Female Record Smashed
2008 Olympian and 2015 winner, Pauline Curley from Tullamore was first female home in a new course record of 2:47:23, shaving six seconds off her own time from last year.
“It was nearly 10 seconds faster than last year and I didn’t think I was at that pace at all,” she said. “I just wanted to finish it and see whatever time I came in at. It was particularly warm for the last four or five miles when the sunshine came out.
“I must say the organisation of the event and the sprinklers around the course was top class.
I was running on my own and a lot of things go through your mind when you’re on your own. That last three or four miles were a killer but the crowd lifted me.
“There’s always somebody (to challenge her), you never know who turns up. You could be in the best shape coming into it so you take a win no matter what time you do it in. I’m very grateful to be invited back again.”

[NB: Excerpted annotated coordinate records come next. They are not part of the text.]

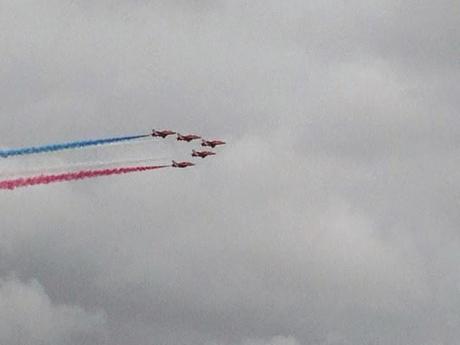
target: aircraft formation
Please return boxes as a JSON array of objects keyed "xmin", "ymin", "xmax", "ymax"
[{"xmin": 0, "ymin": 129, "xmax": 226, "ymax": 190}]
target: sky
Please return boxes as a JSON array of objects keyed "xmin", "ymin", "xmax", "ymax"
[{"xmin": 0, "ymin": 0, "xmax": 460, "ymax": 345}]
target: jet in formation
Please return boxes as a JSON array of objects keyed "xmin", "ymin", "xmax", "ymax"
[
  {"xmin": 177, "ymin": 133, "xmax": 201, "ymax": 143},
  {"xmin": 201, "ymin": 140, "xmax": 225, "ymax": 148},
  {"xmin": 171, "ymin": 161, "xmax": 195, "ymax": 168},
  {"xmin": 192, "ymin": 150, "xmax": 216, "ymax": 158}
]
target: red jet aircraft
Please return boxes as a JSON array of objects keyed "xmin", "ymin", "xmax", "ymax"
[
  {"xmin": 201, "ymin": 140, "xmax": 225, "ymax": 148},
  {"xmin": 177, "ymin": 133, "xmax": 201, "ymax": 142},
  {"xmin": 192, "ymin": 150, "xmax": 216, "ymax": 158},
  {"xmin": 152, "ymin": 129, "xmax": 176, "ymax": 138},
  {"xmin": 172, "ymin": 161, "xmax": 195, "ymax": 168}
]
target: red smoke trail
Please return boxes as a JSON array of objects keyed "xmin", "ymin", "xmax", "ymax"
[{"xmin": 0, "ymin": 165, "xmax": 169, "ymax": 189}]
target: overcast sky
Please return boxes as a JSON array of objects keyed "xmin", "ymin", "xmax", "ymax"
[{"xmin": 0, "ymin": 0, "xmax": 460, "ymax": 345}]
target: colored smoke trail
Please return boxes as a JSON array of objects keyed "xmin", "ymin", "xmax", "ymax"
[
  {"xmin": 0, "ymin": 165, "xmax": 169, "ymax": 190},
  {"xmin": 0, "ymin": 157, "xmax": 170, "ymax": 177},
  {"xmin": 0, "ymin": 134, "xmax": 150, "ymax": 158}
]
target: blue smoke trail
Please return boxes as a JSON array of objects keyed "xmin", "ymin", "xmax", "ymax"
[{"xmin": 0, "ymin": 134, "xmax": 149, "ymax": 158}]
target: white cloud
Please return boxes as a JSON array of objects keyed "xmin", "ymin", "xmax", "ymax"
[{"xmin": 0, "ymin": 278, "xmax": 105, "ymax": 345}]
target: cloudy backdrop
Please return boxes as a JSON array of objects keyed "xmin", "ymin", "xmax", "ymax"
[{"xmin": 0, "ymin": 0, "xmax": 460, "ymax": 345}]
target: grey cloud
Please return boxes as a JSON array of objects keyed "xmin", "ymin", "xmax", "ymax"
[
  {"xmin": 0, "ymin": 278, "xmax": 106, "ymax": 345},
  {"xmin": 0, "ymin": 0, "xmax": 460, "ymax": 345}
]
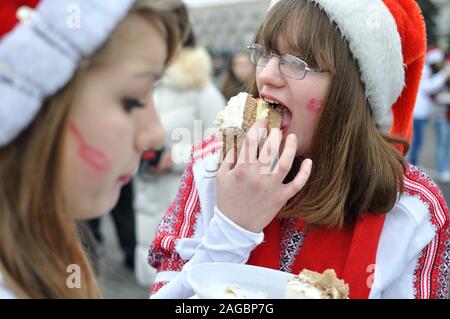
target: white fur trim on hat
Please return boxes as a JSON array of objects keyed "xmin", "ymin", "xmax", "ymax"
[
  {"xmin": 270, "ymin": 0, "xmax": 405, "ymax": 123},
  {"xmin": 426, "ymin": 48, "xmax": 445, "ymax": 65},
  {"xmin": 0, "ymin": 0, "xmax": 134, "ymax": 146}
]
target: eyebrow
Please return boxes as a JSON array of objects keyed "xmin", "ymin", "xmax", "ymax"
[{"xmin": 133, "ymin": 71, "xmax": 162, "ymax": 80}]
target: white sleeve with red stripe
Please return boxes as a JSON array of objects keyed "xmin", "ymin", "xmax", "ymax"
[
  {"xmin": 151, "ymin": 208, "xmax": 264, "ymax": 299},
  {"xmin": 149, "ymin": 148, "xmax": 263, "ymax": 298},
  {"xmin": 370, "ymin": 166, "xmax": 450, "ymax": 299}
]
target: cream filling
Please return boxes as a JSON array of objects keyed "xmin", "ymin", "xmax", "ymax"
[
  {"xmin": 214, "ymin": 92, "xmax": 248, "ymax": 129},
  {"xmin": 284, "ymin": 278, "xmax": 322, "ymax": 299}
]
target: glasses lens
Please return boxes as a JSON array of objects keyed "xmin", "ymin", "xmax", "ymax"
[
  {"xmin": 250, "ymin": 44, "xmax": 270, "ymax": 66},
  {"xmin": 280, "ymin": 54, "xmax": 306, "ymax": 80}
]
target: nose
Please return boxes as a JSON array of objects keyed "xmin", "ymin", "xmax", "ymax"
[
  {"xmin": 257, "ymin": 56, "xmax": 285, "ymax": 87},
  {"xmin": 135, "ymin": 98, "xmax": 165, "ymax": 152}
]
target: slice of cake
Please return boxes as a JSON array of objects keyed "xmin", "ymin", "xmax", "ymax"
[
  {"xmin": 285, "ymin": 269, "xmax": 349, "ymax": 299},
  {"xmin": 214, "ymin": 92, "xmax": 283, "ymax": 159}
]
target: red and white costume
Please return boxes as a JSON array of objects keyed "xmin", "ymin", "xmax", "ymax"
[{"xmin": 149, "ymin": 136, "xmax": 450, "ymax": 299}]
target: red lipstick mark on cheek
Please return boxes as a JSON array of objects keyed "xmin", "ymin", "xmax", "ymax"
[
  {"xmin": 306, "ymin": 99, "xmax": 323, "ymax": 113},
  {"xmin": 69, "ymin": 123, "xmax": 111, "ymax": 173}
]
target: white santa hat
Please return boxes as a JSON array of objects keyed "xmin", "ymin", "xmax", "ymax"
[
  {"xmin": 270, "ymin": 0, "xmax": 426, "ymax": 152},
  {"xmin": 0, "ymin": 0, "xmax": 134, "ymax": 147}
]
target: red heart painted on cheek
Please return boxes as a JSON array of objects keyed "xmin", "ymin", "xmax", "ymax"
[{"xmin": 69, "ymin": 123, "xmax": 111, "ymax": 174}]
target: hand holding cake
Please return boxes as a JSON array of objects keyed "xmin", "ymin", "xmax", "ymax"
[{"xmin": 216, "ymin": 93, "xmax": 312, "ymax": 232}]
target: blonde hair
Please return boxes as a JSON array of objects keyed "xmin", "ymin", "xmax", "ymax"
[
  {"xmin": 250, "ymin": 0, "xmax": 405, "ymax": 227},
  {"xmin": 0, "ymin": 0, "xmax": 187, "ymax": 298}
]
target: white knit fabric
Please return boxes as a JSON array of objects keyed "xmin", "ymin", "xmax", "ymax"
[
  {"xmin": 0, "ymin": 0, "xmax": 134, "ymax": 146},
  {"xmin": 270, "ymin": 0, "xmax": 405, "ymax": 123}
]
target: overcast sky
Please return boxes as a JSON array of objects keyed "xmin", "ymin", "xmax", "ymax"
[{"xmin": 184, "ymin": 0, "xmax": 268, "ymax": 7}]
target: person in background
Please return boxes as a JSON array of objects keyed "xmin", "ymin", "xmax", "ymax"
[
  {"xmin": 221, "ymin": 51, "xmax": 255, "ymax": 101},
  {"xmin": 409, "ymin": 48, "xmax": 449, "ymax": 174},
  {"xmin": 435, "ymin": 55, "xmax": 450, "ymax": 182},
  {"xmin": 0, "ymin": 0, "xmax": 184, "ymax": 298},
  {"xmin": 134, "ymin": 25, "xmax": 225, "ymax": 286}
]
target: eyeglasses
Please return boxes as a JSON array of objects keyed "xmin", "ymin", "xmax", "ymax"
[{"xmin": 248, "ymin": 43, "xmax": 325, "ymax": 80}]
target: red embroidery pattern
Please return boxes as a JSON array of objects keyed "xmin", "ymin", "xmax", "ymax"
[
  {"xmin": 404, "ymin": 165, "xmax": 450, "ymax": 299},
  {"xmin": 192, "ymin": 134, "xmax": 223, "ymax": 163},
  {"xmin": 280, "ymin": 217, "xmax": 306, "ymax": 273},
  {"xmin": 150, "ymin": 281, "xmax": 169, "ymax": 295}
]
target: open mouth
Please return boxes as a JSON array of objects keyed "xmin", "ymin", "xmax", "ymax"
[{"xmin": 264, "ymin": 98, "xmax": 292, "ymax": 133}]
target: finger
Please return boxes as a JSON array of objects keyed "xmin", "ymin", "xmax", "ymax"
[
  {"xmin": 218, "ymin": 147, "xmax": 236, "ymax": 172},
  {"xmin": 237, "ymin": 118, "xmax": 267, "ymax": 164},
  {"xmin": 273, "ymin": 134, "xmax": 297, "ymax": 180},
  {"xmin": 258, "ymin": 128, "xmax": 283, "ymax": 174},
  {"xmin": 284, "ymin": 158, "xmax": 312, "ymax": 201}
]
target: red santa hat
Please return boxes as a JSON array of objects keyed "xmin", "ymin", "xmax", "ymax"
[
  {"xmin": 425, "ymin": 47, "xmax": 445, "ymax": 65},
  {"xmin": 271, "ymin": 0, "xmax": 426, "ymax": 154},
  {"xmin": 0, "ymin": 0, "xmax": 134, "ymax": 147}
]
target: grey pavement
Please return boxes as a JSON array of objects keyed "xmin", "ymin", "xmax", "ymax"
[
  {"xmin": 97, "ymin": 215, "xmax": 150, "ymax": 299},
  {"xmin": 98, "ymin": 125, "xmax": 450, "ymax": 299}
]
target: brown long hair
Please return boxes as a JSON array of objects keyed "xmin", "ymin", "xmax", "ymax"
[
  {"xmin": 250, "ymin": 0, "xmax": 407, "ymax": 227},
  {"xmin": 0, "ymin": 0, "xmax": 187, "ymax": 298}
]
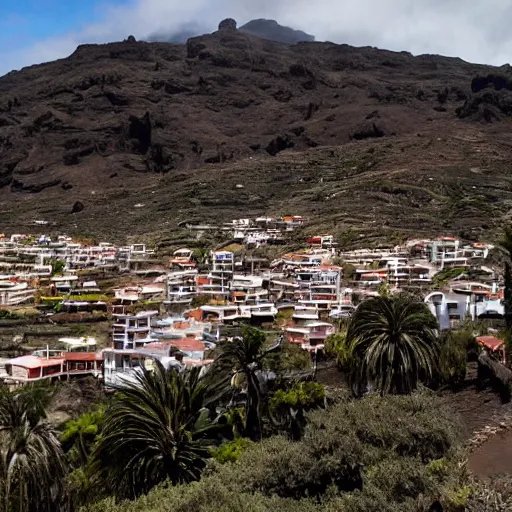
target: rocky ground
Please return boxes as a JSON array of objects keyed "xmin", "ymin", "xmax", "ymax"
[{"xmin": 0, "ymin": 28, "xmax": 512, "ymax": 243}]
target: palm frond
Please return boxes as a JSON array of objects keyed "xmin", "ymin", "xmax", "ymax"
[
  {"xmin": 93, "ymin": 362, "xmax": 226, "ymax": 498},
  {"xmin": 347, "ymin": 296, "xmax": 439, "ymax": 393}
]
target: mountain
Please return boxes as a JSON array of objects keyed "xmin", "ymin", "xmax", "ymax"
[
  {"xmin": 143, "ymin": 19, "xmax": 315, "ymax": 44},
  {"xmin": 240, "ymin": 19, "xmax": 315, "ymax": 44},
  {"xmin": 0, "ymin": 23, "xmax": 512, "ymax": 244}
]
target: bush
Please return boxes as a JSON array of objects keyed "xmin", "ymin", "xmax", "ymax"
[
  {"xmin": 265, "ymin": 343, "xmax": 311, "ymax": 374},
  {"xmin": 270, "ymin": 382, "xmax": 325, "ymax": 412},
  {"xmin": 81, "ymin": 474, "xmax": 320, "ymax": 512},
  {"xmin": 82, "ymin": 392, "xmax": 460, "ymax": 512},
  {"xmin": 190, "ymin": 295, "xmax": 210, "ymax": 309},
  {"xmin": 231, "ymin": 437, "xmax": 362, "ymax": 500},
  {"xmin": 439, "ymin": 331, "xmax": 475, "ymax": 387},
  {"xmin": 212, "ymin": 437, "xmax": 253, "ymax": 464}
]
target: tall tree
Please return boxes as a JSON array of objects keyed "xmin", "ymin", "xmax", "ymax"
[
  {"xmin": 216, "ymin": 329, "xmax": 277, "ymax": 441},
  {"xmin": 0, "ymin": 387, "xmax": 67, "ymax": 512},
  {"xmin": 347, "ymin": 296, "xmax": 439, "ymax": 394},
  {"xmin": 92, "ymin": 361, "xmax": 226, "ymax": 498}
]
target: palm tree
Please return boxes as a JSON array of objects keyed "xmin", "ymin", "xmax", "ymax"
[
  {"xmin": 0, "ymin": 387, "xmax": 66, "ymax": 512},
  {"xmin": 347, "ymin": 296, "xmax": 438, "ymax": 394},
  {"xmin": 216, "ymin": 329, "xmax": 274, "ymax": 441},
  {"xmin": 92, "ymin": 361, "xmax": 223, "ymax": 498}
]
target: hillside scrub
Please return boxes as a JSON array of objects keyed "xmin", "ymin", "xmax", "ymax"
[{"xmin": 82, "ymin": 392, "xmax": 458, "ymax": 512}]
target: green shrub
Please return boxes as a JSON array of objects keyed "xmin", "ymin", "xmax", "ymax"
[
  {"xmin": 190, "ymin": 295, "xmax": 210, "ymax": 308},
  {"xmin": 265, "ymin": 343, "xmax": 311, "ymax": 373},
  {"xmin": 212, "ymin": 437, "xmax": 253, "ymax": 464},
  {"xmin": 82, "ymin": 392, "xmax": 460, "ymax": 512},
  {"xmin": 437, "ymin": 330, "xmax": 475, "ymax": 387},
  {"xmin": 270, "ymin": 382, "xmax": 325, "ymax": 412}
]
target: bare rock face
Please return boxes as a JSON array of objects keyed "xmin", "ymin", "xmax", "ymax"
[
  {"xmin": 240, "ymin": 19, "xmax": 315, "ymax": 44},
  {"xmin": 219, "ymin": 18, "xmax": 237, "ymax": 30}
]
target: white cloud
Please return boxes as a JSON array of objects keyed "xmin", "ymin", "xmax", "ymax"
[{"xmin": 0, "ymin": 0, "xmax": 512, "ymax": 74}]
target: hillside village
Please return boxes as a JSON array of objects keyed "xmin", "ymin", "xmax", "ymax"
[{"xmin": 0, "ymin": 216, "xmax": 505, "ymax": 387}]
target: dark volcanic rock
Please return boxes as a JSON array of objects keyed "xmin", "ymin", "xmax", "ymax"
[
  {"xmin": 456, "ymin": 89, "xmax": 512, "ymax": 123},
  {"xmin": 219, "ymin": 18, "xmax": 237, "ymax": 30},
  {"xmin": 265, "ymin": 135, "xmax": 295, "ymax": 156},
  {"xmin": 352, "ymin": 123, "xmax": 385, "ymax": 140},
  {"xmin": 71, "ymin": 201, "xmax": 85, "ymax": 213},
  {"xmin": 471, "ymin": 75, "xmax": 512, "ymax": 93},
  {"xmin": 0, "ymin": 32, "xmax": 512, "ymax": 238},
  {"xmin": 128, "ymin": 112, "xmax": 151, "ymax": 155},
  {"xmin": 240, "ymin": 19, "xmax": 315, "ymax": 44}
]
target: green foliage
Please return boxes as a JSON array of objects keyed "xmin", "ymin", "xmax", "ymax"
[
  {"xmin": 269, "ymin": 382, "xmax": 325, "ymax": 440},
  {"xmin": 212, "ymin": 437, "xmax": 254, "ymax": 464},
  {"xmin": 93, "ymin": 362, "xmax": 228, "ymax": 498},
  {"xmin": 83, "ymin": 393, "xmax": 460, "ymax": 512},
  {"xmin": 325, "ymin": 330, "xmax": 358, "ymax": 376},
  {"xmin": 81, "ymin": 472, "xmax": 319, "ymax": 512},
  {"xmin": 270, "ymin": 382, "xmax": 325, "ymax": 412},
  {"xmin": 347, "ymin": 296, "xmax": 438, "ymax": 394},
  {"xmin": 60, "ymin": 406, "xmax": 105, "ymax": 467},
  {"xmin": 216, "ymin": 328, "xmax": 268, "ymax": 441},
  {"xmin": 0, "ymin": 386, "xmax": 66, "ymax": 512},
  {"xmin": 439, "ymin": 330, "xmax": 476, "ymax": 386},
  {"xmin": 342, "ymin": 263, "xmax": 356, "ymax": 281},
  {"xmin": 264, "ymin": 343, "xmax": 311, "ymax": 373}
]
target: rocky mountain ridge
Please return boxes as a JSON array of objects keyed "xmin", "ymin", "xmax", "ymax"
[{"xmin": 0, "ymin": 23, "xmax": 512, "ymax": 246}]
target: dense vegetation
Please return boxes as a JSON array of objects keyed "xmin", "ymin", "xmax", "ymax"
[{"xmin": 0, "ymin": 295, "xmax": 512, "ymax": 512}]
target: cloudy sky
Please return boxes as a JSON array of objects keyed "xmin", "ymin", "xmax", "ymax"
[{"xmin": 0, "ymin": 0, "xmax": 512, "ymax": 75}]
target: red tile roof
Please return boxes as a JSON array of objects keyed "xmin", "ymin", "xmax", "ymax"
[
  {"xmin": 476, "ymin": 336, "xmax": 505, "ymax": 352},
  {"xmin": 64, "ymin": 352, "xmax": 103, "ymax": 361}
]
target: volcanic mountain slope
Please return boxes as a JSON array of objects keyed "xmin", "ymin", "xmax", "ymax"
[{"xmin": 0, "ymin": 27, "xmax": 512, "ymax": 245}]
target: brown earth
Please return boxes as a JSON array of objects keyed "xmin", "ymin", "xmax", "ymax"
[{"xmin": 0, "ymin": 28, "xmax": 512, "ymax": 244}]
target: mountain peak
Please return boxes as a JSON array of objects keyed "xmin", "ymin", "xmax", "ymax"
[{"xmin": 240, "ymin": 18, "xmax": 315, "ymax": 44}]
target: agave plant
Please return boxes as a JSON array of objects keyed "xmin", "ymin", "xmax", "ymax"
[
  {"xmin": 92, "ymin": 361, "xmax": 223, "ymax": 498},
  {"xmin": 347, "ymin": 296, "xmax": 439, "ymax": 394},
  {"xmin": 0, "ymin": 387, "xmax": 67, "ymax": 512}
]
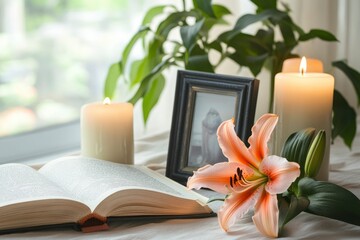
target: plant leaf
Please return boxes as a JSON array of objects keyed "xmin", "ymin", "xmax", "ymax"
[
  {"xmin": 185, "ymin": 44, "xmax": 214, "ymax": 72},
  {"xmin": 121, "ymin": 27, "xmax": 150, "ymax": 69},
  {"xmin": 141, "ymin": 5, "xmax": 176, "ymax": 26},
  {"xmin": 331, "ymin": 90, "xmax": 356, "ymax": 148},
  {"xmin": 299, "ymin": 29, "xmax": 338, "ymax": 41},
  {"xmin": 180, "ymin": 18, "xmax": 204, "ymax": 51},
  {"xmin": 234, "ymin": 9, "xmax": 288, "ymax": 31},
  {"xmin": 299, "ymin": 178, "xmax": 360, "ymax": 226},
  {"xmin": 304, "ymin": 130, "xmax": 326, "ymax": 177},
  {"xmin": 280, "ymin": 128, "xmax": 315, "ymax": 177},
  {"xmin": 130, "ymin": 57, "xmax": 149, "ymax": 88},
  {"xmin": 128, "ymin": 57, "xmax": 174, "ymax": 105},
  {"xmin": 193, "ymin": 0, "xmax": 216, "ymax": 18},
  {"xmin": 212, "ymin": 4, "xmax": 231, "ymax": 19},
  {"xmin": 332, "ymin": 61, "xmax": 360, "ymax": 106},
  {"xmin": 251, "ymin": 0, "xmax": 277, "ymax": 9},
  {"xmin": 279, "ymin": 17, "xmax": 297, "ymax": 47},
  {"xmin": 142, "ymin": 74, "xmax": 165, "ymax": 123},
  {"xmin": 156, "ymin": 11, "xmax": 198, "ymax": 38},
  {"xmin": 104, "ymin": 61, "xmax": 123, "ymax": 99}
]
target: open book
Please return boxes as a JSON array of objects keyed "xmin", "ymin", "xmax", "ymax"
[{"xmin": 0, "ymin": 156, "xmax": 212, "ymax": 233}]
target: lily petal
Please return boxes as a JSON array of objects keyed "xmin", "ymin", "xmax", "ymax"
[
  {"xmin": 217, "ymin": 120, "xmax": 257, "ymax": 168},
  {"xmin": 248, "ymin": 113, "xmax": 278, "ymax": 167},
  {"xmin": 259, "ymin": 155, "xmax": 300, "ymax": 194},
  {"xmin": 218, "ymin": 186, "xmax": 264, "ymax": 232},
  {"xmin": 187, "ymin": 162, "xmax": 252, "ymax": 194},
  {"xmin": 252, "ymin": 191, "xmax": 279, "ymax": 237}
]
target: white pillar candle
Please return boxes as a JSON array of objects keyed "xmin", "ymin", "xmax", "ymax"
[
  {"xmin": 81, "ymin": 98, "xmax": 134, "ymax": 164},
  {"xmin": 274, "ymin": 57, "xmax": 334, "ymax": 180},
  {"xmin": 281, "ymin": 58, "xmax": 323, "ymax": 73}
]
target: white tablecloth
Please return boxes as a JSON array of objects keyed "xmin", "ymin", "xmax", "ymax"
[{"xmin": 0, "ymin": 131, "xmax": 360, "ymax": 240}]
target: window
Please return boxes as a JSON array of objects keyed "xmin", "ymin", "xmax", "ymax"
[{"xmin": 0, "ymin": 0, "xmax": 148, "ymax": 162}]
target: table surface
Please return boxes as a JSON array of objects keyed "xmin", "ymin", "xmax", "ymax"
[{"xmin": 0, "ymin": 126, "xmax": 360, "ymax": 240}]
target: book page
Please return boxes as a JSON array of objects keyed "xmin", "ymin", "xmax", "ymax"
[
  {"xmin": 0, "ymin": 163, "xmax": 79, "ymax": 204},
  {"xmin": 39, "ymin": 156, "xmax": 207, "ymax": 210},
  {"xmin": 0, "ymin": 163, "xmax": 90, "ymax": 231}
]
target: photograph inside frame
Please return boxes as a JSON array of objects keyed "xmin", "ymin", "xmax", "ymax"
[
  {"xmin": 188, "ymin": 92, "xmax": 236, "ymax": 167},
  {"xmin": 166, "ymin": 70, "xmax": 259, "ymax": 184}
]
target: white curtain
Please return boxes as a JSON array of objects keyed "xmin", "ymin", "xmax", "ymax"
[{"xmin": 135, "ymin": 0, "xmax": 360, "ymax": 137}]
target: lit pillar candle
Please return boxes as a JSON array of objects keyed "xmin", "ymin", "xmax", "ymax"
[
  {"xmin": 81, "ymin": 98, "xmax": 134, "ymax": 164},
  {"xmin": 274, "ymin": 58, "xmax": 334, "ymax": 180},
  {"xmin": 282, "ymin": 58, "xmax": 323, "ymax": 73}
]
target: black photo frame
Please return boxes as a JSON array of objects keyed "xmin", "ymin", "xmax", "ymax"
[{"xmin": 166, "ymin": 70, "xmax": 259, "ymax": 185}]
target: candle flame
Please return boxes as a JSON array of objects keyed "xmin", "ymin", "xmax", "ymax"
[
  {"xmin": 103, "ymin": 97, "xmax": 111, "ymax": 105},
  {"xmin": 299, "ymin": 57, "xmax": 307, "ymax": 75}
]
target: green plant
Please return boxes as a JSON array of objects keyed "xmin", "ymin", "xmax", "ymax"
[{"xmin": 104, "ymin": 0, "xmax": 360, "ymax": 147}]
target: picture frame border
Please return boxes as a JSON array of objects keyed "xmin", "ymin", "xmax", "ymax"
[{"xmin": 166, "ymin": 70, "xmax": 259, "ymax": 185}]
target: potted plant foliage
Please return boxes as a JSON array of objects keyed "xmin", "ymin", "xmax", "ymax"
[{"xmin": 104, "ymin": 0, "xmax": 360, "ymax": 147}]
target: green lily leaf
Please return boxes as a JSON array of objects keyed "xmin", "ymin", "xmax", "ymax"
[
  {"xmin": 331, "ymin": 90, "xmax": 356, "ymax": 148},
  {"xmin": 104, "ymin": 61, "xmax": 123, "ymax": 99},
  {"xmin": 185, "ymin": 44, "xmax": 214, "ymax": 72},
  {"xmin": 180, "ymin": 18, "xmax": 205, "ymax": 51},
  {"xmin": 141, "ymin": 5, "xmax": 176, "ymax": 26},
  {"xmin": 304, "ymin": 130, "xmax": 326, "ymax": 178},
  {"xmin": 332, "ymin": 61, "xmax": 360, "ymax": 106},
  {"xmin": 204, "ymin": 40, "xmax": 223, "ymax": 53},
  {"xmin": 279, "ymin": 17, "xmax": 297, "ymax": 46},
  {"xmin": 130, "ymin": 57, "xmax": 149, "ymax": 88},
  {"xmin": 234, "ymin": 9, "xmax": 288, "ymax": 30},
  {"xmin": 255, "ymin": 28, "xmax": 274, "ymax": 51},
  {"xmin": 156, "ymin": 11, "xmax": 199, "ymax": 38},
  {"xmin": 278, "ymin": 195, "xmax": 310, "ymax": 231},
  {"xmin": 299, "ymin": 29, "xmax": 338, "ymax": 41},
  {"xmin": 280, "ymin": 128, "xmax": 315, "ymax": 177},
  {"xmin": 142, "ymin": 74, "xmax": 165, "ymax": 123},
  {"xmin": 128, "ymin": 58, "xmax": 174, "ymax": 105},
  {"xmin": 121, "ymin": 27, "xmax": 150, "ymax": 72},
  {"xmin": 298, "ymin": 178, "xmax": 360, "ymax": 226},
  {"xmin": 193, "ymin": 0, "xmax": 216, "ymax": 18},
  {"xmin": 251, "ymin": 0, "xmax": 277, "ymax": 9},
  {"xmin": 212, "ymin": 4, "xmax": 231, "ymax": 19}
]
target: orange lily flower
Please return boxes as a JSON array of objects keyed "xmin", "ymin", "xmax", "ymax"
[{"xmin": 187, "ymin": 114, "xmax": 300, "ymax": 237}]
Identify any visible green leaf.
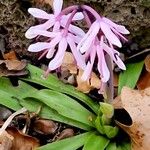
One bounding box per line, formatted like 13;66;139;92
104;125;119;138
95;115;105;134
0;91;21;111
38;133;89;150
24;89;95;127
22;65;99;113
0;77;35;111
106;142;117;150
120;142;131;150
83;133;109;150
118;61;144;94
20;98;91;131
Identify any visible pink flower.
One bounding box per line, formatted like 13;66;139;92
25;0;85;39
77;17;129;82
28;30;85;71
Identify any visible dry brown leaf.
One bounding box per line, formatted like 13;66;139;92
144;55;150;73
3;51;17;60
113;72;119;87
7;128;39;150
111;95;122;109
38;0;54;7
76;70;101;93
0;60;27;71
61;52;78;74
137;71;150;90
33;119;58;135
0;131;14;150
61;52;101;93
57;129;75;140
118;87;150;150
0;60;28;76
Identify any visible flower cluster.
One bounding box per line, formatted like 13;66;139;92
25;0;129;90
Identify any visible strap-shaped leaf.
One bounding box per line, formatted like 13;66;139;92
38;133;93;150
22;65;99;113
118;61;144;94
24;89;95;127
83;133;109;150
20;98;91;131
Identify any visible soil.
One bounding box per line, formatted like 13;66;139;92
0;0;150;59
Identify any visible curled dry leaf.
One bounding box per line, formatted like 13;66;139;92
137;55;150;90
144;55;150;73
0;60;28;76
118;87;150;150
137;70;150;90
57;129;75;140
76;70;100;93
61;52;78;74
61;52;101;93
36;0;54;7
3;51;17;60
0;131;14;150
7;128;39;150
33;119;58;135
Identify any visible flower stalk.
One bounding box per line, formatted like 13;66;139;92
25;0;129;100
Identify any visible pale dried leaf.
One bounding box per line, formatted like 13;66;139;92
0;131;14;150
111;95;122;109
76;69;101;93
61;52;77;74
57;129;75;140
118;87;150;150
137;71;150;90
0;60;27;71
144;55;150;73
33;119;58;135
3;51;17;60
7;128;39;150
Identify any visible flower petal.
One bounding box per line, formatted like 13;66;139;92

Hannah Oldroyd (Saltaire Striders) finished second in the female race in 2hrs 56m 19s and Claire McGuigan (3h 07m 16s) from Lifford-Strabane AC crossed the line in third. It was another tremendous success and there was one very popular happening at the end as first time marathon runner, Bogside man, Joseph Kennedy dropped to one knee and proposed to his girlfriend, Eimear Kelly of Armagh, who accepted to a generous applause.